Su’aibatul juga menyinggung tawuran dua kelompok remaja yang terjadi belum lama ini di salah satu wilayah Banten. Dalam peristiwa itu, seorang remaja kehilangan tiga jari tangan akibat sabetan senjata tajam.

“Peristiwa seperti ini merugikan banyak pihak dan mencederai suasana khidmat Ramadan,” ujarnya tegas.

Meski begitu, IPPNU Banten tetap melihat meningkatnya kesadaran masyarakat dalam menjaga kesucian bulan puasa. Warga memperkuat toleransi, meningkatkan kualitas ibadah, serta menjaga ketertiban sosial di lingkungan masing-masing.

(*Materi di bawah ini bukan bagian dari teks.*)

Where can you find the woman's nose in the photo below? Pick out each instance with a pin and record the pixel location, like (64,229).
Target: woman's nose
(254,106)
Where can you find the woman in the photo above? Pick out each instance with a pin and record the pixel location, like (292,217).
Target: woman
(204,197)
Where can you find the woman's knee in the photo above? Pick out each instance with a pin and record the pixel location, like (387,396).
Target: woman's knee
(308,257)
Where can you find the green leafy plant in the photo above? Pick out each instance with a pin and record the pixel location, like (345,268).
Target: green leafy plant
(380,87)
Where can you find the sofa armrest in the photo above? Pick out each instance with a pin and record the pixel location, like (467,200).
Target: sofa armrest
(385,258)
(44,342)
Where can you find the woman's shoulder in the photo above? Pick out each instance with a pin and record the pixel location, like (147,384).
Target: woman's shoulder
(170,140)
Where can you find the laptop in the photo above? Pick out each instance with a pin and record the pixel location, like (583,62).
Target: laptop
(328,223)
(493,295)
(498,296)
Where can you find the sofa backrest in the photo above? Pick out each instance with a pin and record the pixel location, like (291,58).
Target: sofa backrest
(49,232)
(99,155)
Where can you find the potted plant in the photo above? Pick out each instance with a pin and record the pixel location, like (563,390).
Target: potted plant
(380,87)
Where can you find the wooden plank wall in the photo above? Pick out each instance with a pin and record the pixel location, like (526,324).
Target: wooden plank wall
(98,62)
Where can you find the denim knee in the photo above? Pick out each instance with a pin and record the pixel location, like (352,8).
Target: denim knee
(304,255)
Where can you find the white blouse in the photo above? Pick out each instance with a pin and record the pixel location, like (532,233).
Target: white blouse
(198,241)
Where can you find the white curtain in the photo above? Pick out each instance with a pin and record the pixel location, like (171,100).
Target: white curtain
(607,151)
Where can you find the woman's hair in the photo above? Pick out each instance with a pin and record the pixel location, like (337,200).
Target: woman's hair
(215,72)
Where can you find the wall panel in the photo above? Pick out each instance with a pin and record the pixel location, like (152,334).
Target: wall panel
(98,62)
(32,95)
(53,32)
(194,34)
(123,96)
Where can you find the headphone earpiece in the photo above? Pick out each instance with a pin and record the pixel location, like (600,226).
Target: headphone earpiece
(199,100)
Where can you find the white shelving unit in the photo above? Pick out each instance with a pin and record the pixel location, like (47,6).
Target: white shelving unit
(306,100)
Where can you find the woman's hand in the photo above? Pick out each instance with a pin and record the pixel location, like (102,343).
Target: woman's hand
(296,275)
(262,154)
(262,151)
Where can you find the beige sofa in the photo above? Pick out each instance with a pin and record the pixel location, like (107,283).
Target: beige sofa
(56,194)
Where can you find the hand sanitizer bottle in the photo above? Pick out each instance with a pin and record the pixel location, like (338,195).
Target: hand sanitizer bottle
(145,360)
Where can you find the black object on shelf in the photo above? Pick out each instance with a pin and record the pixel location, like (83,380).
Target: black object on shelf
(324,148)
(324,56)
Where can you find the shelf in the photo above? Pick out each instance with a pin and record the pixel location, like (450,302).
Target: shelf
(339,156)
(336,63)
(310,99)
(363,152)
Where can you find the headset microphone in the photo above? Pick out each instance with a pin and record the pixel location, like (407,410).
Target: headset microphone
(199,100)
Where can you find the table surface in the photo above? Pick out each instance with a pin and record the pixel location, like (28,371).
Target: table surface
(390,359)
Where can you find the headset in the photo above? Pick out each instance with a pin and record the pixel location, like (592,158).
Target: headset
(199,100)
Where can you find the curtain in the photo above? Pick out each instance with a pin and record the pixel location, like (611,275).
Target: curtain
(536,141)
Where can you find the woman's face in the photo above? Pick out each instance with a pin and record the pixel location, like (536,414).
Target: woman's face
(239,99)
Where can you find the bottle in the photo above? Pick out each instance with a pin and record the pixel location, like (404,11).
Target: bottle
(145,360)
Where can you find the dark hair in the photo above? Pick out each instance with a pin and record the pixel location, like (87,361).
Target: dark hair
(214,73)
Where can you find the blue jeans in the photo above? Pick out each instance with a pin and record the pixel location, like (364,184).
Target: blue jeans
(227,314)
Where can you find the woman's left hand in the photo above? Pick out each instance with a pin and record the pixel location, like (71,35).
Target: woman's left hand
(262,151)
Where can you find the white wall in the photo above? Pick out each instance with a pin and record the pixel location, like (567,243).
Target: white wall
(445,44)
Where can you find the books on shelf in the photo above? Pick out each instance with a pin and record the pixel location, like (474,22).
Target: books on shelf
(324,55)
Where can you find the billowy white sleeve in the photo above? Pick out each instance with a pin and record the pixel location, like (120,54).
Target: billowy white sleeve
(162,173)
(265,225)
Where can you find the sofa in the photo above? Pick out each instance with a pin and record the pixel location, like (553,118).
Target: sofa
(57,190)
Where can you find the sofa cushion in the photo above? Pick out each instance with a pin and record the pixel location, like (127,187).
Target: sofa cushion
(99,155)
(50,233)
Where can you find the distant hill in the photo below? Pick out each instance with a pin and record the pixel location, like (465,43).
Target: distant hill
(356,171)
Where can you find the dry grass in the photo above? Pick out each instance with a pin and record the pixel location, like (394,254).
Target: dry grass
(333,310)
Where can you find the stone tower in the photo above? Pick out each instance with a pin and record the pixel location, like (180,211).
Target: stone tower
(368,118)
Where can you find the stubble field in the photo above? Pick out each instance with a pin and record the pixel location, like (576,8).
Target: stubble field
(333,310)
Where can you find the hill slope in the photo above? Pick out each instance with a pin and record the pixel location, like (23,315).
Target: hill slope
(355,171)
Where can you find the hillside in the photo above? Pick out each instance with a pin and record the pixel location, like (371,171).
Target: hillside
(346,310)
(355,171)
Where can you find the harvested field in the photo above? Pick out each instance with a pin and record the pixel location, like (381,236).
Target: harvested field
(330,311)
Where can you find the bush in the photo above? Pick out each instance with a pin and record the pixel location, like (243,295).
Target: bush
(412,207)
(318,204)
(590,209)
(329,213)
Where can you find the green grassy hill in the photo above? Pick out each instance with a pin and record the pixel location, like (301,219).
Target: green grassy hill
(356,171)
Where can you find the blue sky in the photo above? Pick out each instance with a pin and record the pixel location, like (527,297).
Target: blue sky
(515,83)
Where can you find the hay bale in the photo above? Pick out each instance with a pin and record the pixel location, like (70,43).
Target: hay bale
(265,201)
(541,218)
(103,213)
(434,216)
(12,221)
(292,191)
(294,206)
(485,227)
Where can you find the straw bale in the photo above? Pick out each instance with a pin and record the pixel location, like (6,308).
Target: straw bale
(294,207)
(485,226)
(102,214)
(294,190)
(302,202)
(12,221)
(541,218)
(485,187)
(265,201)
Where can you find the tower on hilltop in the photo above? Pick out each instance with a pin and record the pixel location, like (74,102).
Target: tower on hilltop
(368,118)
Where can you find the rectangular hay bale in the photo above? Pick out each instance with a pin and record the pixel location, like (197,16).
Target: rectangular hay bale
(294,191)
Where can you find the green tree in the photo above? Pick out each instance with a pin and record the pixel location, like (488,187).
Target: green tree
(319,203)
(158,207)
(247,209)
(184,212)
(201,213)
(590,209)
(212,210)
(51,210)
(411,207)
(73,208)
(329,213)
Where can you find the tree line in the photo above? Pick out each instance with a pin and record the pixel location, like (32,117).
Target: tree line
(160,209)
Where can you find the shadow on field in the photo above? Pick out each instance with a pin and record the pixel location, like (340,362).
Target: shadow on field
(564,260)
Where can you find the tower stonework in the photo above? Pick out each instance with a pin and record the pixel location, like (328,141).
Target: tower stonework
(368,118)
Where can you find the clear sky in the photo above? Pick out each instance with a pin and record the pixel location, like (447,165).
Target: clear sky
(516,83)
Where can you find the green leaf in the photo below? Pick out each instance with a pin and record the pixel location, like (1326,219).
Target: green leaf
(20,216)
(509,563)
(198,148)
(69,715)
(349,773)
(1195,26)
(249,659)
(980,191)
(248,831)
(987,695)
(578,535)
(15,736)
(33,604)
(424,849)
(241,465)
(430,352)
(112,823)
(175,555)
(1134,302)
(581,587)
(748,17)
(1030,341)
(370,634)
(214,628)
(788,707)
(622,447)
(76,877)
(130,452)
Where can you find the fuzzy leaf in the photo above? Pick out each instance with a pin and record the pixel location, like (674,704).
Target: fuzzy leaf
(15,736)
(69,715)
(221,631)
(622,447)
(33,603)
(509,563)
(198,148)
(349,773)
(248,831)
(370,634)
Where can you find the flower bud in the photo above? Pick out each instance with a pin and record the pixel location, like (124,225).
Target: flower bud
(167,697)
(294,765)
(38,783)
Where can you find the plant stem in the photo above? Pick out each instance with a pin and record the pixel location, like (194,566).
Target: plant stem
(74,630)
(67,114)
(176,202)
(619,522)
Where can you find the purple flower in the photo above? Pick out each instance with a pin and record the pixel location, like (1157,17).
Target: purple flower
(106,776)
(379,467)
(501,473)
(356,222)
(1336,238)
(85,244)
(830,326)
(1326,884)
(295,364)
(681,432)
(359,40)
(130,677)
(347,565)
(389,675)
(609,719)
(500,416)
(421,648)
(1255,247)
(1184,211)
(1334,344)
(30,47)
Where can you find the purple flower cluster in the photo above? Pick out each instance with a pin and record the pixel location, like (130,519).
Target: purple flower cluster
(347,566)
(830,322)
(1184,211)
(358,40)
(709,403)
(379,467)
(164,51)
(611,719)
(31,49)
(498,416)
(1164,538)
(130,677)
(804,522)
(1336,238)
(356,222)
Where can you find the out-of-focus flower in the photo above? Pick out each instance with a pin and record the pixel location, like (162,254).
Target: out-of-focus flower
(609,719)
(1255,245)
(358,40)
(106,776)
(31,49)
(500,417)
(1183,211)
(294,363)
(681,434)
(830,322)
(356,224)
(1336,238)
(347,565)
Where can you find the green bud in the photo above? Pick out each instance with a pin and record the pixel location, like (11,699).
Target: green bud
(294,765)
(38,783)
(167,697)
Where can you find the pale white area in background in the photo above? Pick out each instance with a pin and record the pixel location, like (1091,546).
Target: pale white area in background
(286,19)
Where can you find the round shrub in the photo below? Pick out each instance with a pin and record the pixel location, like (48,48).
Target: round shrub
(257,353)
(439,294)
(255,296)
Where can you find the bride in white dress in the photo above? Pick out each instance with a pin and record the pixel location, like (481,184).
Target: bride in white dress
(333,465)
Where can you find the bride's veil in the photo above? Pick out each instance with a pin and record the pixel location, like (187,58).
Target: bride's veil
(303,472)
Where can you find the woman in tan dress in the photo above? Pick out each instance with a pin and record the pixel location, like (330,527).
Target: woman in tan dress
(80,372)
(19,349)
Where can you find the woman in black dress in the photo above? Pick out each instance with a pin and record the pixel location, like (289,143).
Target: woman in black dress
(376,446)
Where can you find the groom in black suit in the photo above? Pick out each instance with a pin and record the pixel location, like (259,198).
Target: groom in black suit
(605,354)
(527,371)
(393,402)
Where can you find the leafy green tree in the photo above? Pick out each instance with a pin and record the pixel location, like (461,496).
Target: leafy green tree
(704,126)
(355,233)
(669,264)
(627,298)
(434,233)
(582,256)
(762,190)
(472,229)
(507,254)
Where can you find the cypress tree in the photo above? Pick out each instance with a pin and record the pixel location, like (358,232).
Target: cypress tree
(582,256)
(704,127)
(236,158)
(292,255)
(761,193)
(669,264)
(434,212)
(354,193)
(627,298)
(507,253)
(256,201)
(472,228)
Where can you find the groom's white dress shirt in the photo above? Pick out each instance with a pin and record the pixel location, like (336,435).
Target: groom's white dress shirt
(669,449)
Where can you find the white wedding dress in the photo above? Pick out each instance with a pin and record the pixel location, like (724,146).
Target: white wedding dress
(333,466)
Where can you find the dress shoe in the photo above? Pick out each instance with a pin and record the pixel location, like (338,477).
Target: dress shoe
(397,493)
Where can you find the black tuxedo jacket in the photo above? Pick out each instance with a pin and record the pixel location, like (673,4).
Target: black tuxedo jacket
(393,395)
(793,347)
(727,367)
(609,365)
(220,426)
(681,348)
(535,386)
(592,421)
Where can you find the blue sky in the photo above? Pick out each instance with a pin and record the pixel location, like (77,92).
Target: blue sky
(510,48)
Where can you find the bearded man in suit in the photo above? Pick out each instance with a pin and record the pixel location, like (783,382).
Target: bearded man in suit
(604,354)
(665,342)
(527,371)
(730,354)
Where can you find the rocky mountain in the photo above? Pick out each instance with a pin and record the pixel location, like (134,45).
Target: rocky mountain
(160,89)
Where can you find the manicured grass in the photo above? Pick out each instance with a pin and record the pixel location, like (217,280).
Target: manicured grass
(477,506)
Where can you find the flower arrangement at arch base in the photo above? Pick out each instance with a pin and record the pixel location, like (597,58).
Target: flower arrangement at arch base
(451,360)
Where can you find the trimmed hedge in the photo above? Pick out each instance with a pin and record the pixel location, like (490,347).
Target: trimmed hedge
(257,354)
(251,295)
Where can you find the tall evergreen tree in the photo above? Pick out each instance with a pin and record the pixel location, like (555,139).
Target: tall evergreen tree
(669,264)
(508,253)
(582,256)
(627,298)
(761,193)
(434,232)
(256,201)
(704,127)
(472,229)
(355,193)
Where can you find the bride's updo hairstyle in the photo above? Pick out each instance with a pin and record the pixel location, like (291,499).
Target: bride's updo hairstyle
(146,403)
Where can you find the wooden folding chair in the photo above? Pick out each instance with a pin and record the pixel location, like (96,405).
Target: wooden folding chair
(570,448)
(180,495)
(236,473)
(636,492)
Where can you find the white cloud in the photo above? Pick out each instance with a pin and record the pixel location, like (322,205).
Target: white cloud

Su’aibatul menekankan peran strategis generasi muda sebagai agen perubahan sosial. Ia mengajak remaja mengisi Ramadan dengan kegiatan positif seperti kajian keagamaan, tadarus Al-Qur’an, serta aktivitas sosial yang bermanfaat.

“Generasi muda perlu menjaga ketertiban umum dan menghindari kegiatan yang meresahkan masyarakat,” katanya.

Ia juga mengajak kalangan muda menjadikan Ramadan sebagai momentum pembinaan diri, mulai dari menjaga keamanan lingkungan, menguatkan keimanan dan ketakwaan melalui ibadah yang konsisten, hingga meningkatkan kepedulian sosial dan semangat berbagi.

Baca Juga :  Tawuran Antara Pelajar Kembali Terjadi di Tangerang, 1 Orang Kena Bacok

Menurutnya, semangat kebaikan yang tumbuh selama Ramadan tidak boleh berhenti saat bulan suci usai. “Kita harus melanjutkan nilai-nilai itu dalam kehidupan sehari-hari,” tandasnya.